GSK is in the enviable position of having a bulging pipeline of new drugs which it describes as the best in the industry. In a remarkable turnaround from the threadbare pipeline it had six years ago, the number of new products in development has doubled to 97.

That turnaround was masterminded by GSK's departing head of R&D, Tachi Yamada, who broke up the company's huge research organisation and reorganised it into small, nimble, biotech-style units. But the idea of these centres of excellence in clinical development (Cedd) originated long before Mr Yamada's tenure, and it took the merger of Glaxo and SmithKline to make it happen. "The concept of Cedds was something we thought about long and hard before the merger," Mr Garnier said. "I just couldn't do it at SmithKline because there was resistance from all the senior scientists because their own jobs would disappear. We don't have a head of worldwide pharmacology now but we used to. The merger provided the earthquake that was necessary."

However, two years ago Sir Richard cast doubts on the benefits of the merger, and Mr Garnier conceded that big mergers take time.He believes there is more industry consolidation to come. "Some companies are having great difficulties. They have shrunk, they don't have a very strong pipeline and therefore some will need to be rescued, so there will be defensive mergers in the future." Recent speculation has centred on GSK's British rival AstraZeneca, which is struggling to rebuild its minimal pipeline, as a takeover target.

Mr Garnier, who is known as JP, has frequently courted controversy during his time at GSK. A memorable moment was the "fat-cat" pay dispute in 2003 when he refused to climb down over his huge pay package and became the first FTSE 100 chief executive to have his pay agreement thrown out by investors.

Early in his tenure he was faced with a public outcry over the pricing of HIV/Aids drugs but defused the row by agreeing to sell cut-price pills to Africa. The company is now the leading supplier of Aids drugs to 60 of the world's poorest countries at not-for-profit prices, and today will announce two new medicines as well as a 30 per cent price cut on the drugs.

GSK, which uses the controversial animal testing firm Huntingdon Life Sciences, was recently targeted by animal rights extremists who sent threatening letters to private shareholders. But Mr Garnier said he was encouraged by the reaction of his investors. While some elderly people were clearly frightened, others vowed to double their stakes in GSK in defiance. "Mostly the answer was resilience and a kind of anger. This is Great Britain - this is a country of resistance and resilience," Mr Garnier said. Asked whether he would consider relocating the business to the US, where he lives just outside Philadelphia, he said the group would not "flee the country" and would stay as long as the UK government supports science and innovation. More than half of GSK's research is carried out in the UK and only 30 per cent in the US.

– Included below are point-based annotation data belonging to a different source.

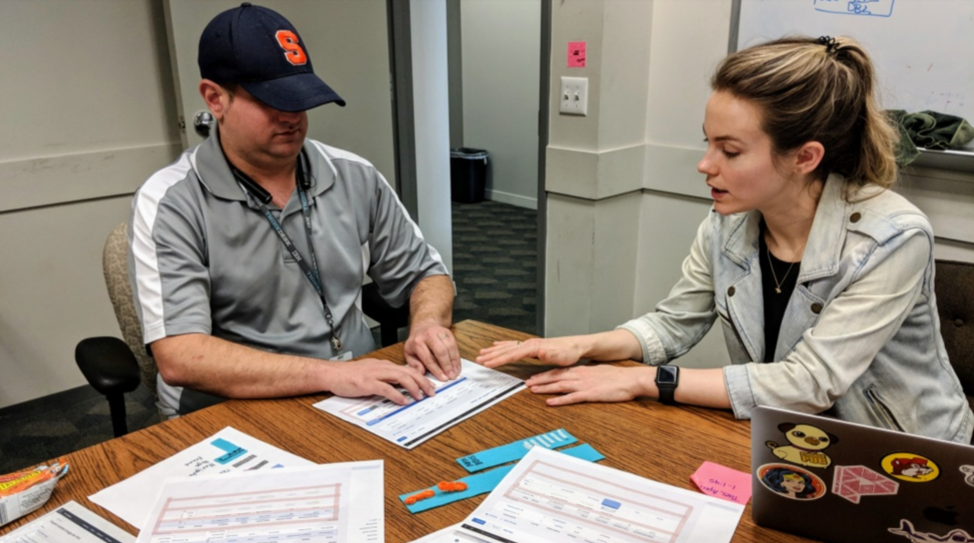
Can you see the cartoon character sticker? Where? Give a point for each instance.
(954, 536)
(806, 445)
(791, 482)
(910, 467)
(968, 471)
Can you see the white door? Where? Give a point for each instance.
(349, 47)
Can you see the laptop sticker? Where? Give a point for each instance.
(854, 482)
(791, 482)
(954, 536)
(806, 445)
(968, 472)
(910, 467)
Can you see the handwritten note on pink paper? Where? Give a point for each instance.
(722, 482)
(576, 54)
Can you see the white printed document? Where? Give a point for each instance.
(451, 534)
(476, 389)
(330, 503)
(226, 451)
(550, 497)
(70, 523)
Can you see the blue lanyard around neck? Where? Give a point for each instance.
(311, 271)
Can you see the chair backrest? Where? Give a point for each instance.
(954, 285)
(115, 268)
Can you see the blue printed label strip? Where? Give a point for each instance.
(232, 451)
(515, 451)
(482, 483)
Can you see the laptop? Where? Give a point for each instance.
(841, 482)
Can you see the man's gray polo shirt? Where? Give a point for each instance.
(205, 259)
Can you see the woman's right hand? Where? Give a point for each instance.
(560, 351)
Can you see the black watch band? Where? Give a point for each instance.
(667, 379)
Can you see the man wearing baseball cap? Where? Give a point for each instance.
(248, 253)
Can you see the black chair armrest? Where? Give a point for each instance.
(108, 364)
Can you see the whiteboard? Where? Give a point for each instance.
(923, 49)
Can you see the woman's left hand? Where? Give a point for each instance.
(591, 384)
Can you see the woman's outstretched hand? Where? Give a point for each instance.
(561, 351)
(591, 384)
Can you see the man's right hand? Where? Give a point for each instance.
(371, 376)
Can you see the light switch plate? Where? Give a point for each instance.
(574, 96)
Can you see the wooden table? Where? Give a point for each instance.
(659, 442)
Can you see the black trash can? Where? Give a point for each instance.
(468, 174)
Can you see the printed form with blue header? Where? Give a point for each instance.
(476, 389)
(550, 497)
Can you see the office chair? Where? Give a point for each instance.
(954, 285)
(113, 366)
(110, 365)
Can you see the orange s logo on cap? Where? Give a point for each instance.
(292, 49)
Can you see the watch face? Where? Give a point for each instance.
(666, 375)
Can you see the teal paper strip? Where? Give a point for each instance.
(482, 483)
(515, 451)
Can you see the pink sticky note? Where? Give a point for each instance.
(722, 482)
(576, 54)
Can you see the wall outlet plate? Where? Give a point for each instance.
(574, 96)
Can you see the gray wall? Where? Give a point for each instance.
(89, 111)
(624, 196)
(500, 51)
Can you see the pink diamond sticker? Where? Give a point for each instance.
(854, 482)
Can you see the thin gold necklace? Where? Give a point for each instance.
(777, 284)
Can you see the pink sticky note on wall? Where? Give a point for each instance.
(722, 482)
(576, 54)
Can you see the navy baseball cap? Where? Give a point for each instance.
(261, 51)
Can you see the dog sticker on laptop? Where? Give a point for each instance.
(806, 443)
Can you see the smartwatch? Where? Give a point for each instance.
(667, 378)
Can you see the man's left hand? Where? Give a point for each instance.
(432, 347)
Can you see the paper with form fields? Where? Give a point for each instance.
(450, 534)
(408, 425)
(550, 497)
(330, 503)
(70, 523)
(226, 451)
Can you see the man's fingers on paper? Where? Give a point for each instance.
(453, 352)
(445, 354)
(567, 399)
(550, 376)
(388, 391)
(430, 360)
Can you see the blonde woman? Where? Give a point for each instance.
(821, 278)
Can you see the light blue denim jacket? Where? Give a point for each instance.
(860, 337)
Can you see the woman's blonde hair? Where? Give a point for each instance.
(817, 90)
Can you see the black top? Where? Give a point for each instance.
(775, 302)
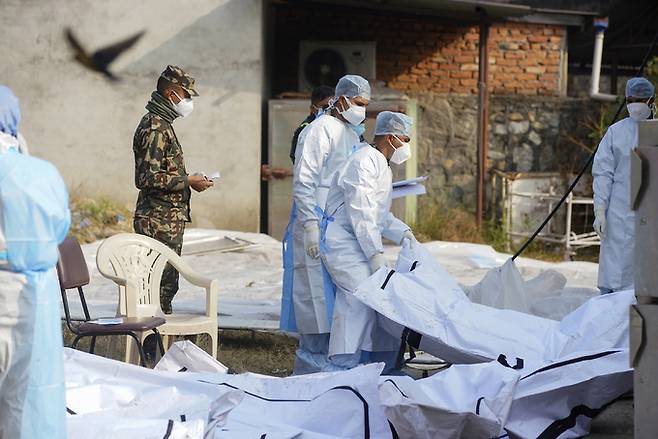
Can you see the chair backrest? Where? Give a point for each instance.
(72, 273)
(71, 266)
(140, 259)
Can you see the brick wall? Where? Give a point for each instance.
(420, 54)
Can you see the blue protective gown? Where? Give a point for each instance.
(35, 220)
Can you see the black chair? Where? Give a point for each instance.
(73, 274)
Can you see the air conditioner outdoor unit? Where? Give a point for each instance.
(324, 62)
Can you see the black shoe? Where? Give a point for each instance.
(150, 347)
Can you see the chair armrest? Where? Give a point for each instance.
(211, 298)
(130, 300)
(196, 279)
(117, 280)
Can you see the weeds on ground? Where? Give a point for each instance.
(94, 219)
(438, 221)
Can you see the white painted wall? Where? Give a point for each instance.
(85, 125)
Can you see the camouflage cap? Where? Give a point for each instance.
(176, 75)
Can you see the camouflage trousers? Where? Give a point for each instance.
(170, 233)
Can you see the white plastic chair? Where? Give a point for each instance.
(135, 263)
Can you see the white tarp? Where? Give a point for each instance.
(185, 356)
(422, 296)
(545, 295)
(463, 401)
(250, 279)
(113, 400)
(135, 400)
(489, 400)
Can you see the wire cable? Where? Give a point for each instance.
(587, 164)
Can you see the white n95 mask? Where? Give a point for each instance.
(401, 154)
(184, 107)
(639, 110)
(3, 244)
(354, 114)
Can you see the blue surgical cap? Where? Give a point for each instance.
(639, 88)
(10, 113)
(389, 122)
(352, 86)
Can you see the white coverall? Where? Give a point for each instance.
(307, 303)
(358, 207)
(611, 172)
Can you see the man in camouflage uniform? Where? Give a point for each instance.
(163, 204)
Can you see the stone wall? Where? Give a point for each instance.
(525, 135)
(418, 54)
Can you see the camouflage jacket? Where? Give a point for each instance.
(160, 172)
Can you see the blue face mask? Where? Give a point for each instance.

In the public eye, the pharmaceutical industry stands accused of making excessive profits through inflated drug prices. But Mr Garnier vehemently defends the industry. "If we don't make significant profits, the money is not going to be there to discover the next Alzheimer miracle or the next vaccine against cancer. We're a high-risk, high return kind of company."

Developing drugs is a tricky business, he contends. "It's more difficult to discover and develop a new drug than to put a rocket on the moon and it also costs more money." Moreover, drugs continually come off patent and need to be replaced by new ones.

Mr Garnier, born in Normandy, often returns to France to visit his mother in Strasbourg or to go hiking in the mountains. He does not know what he will do when he retires. For now, he is focused on "finishing the game plan that was put in place at the time of the merger" and guiding the board to pick a successor, likely to come from within the company.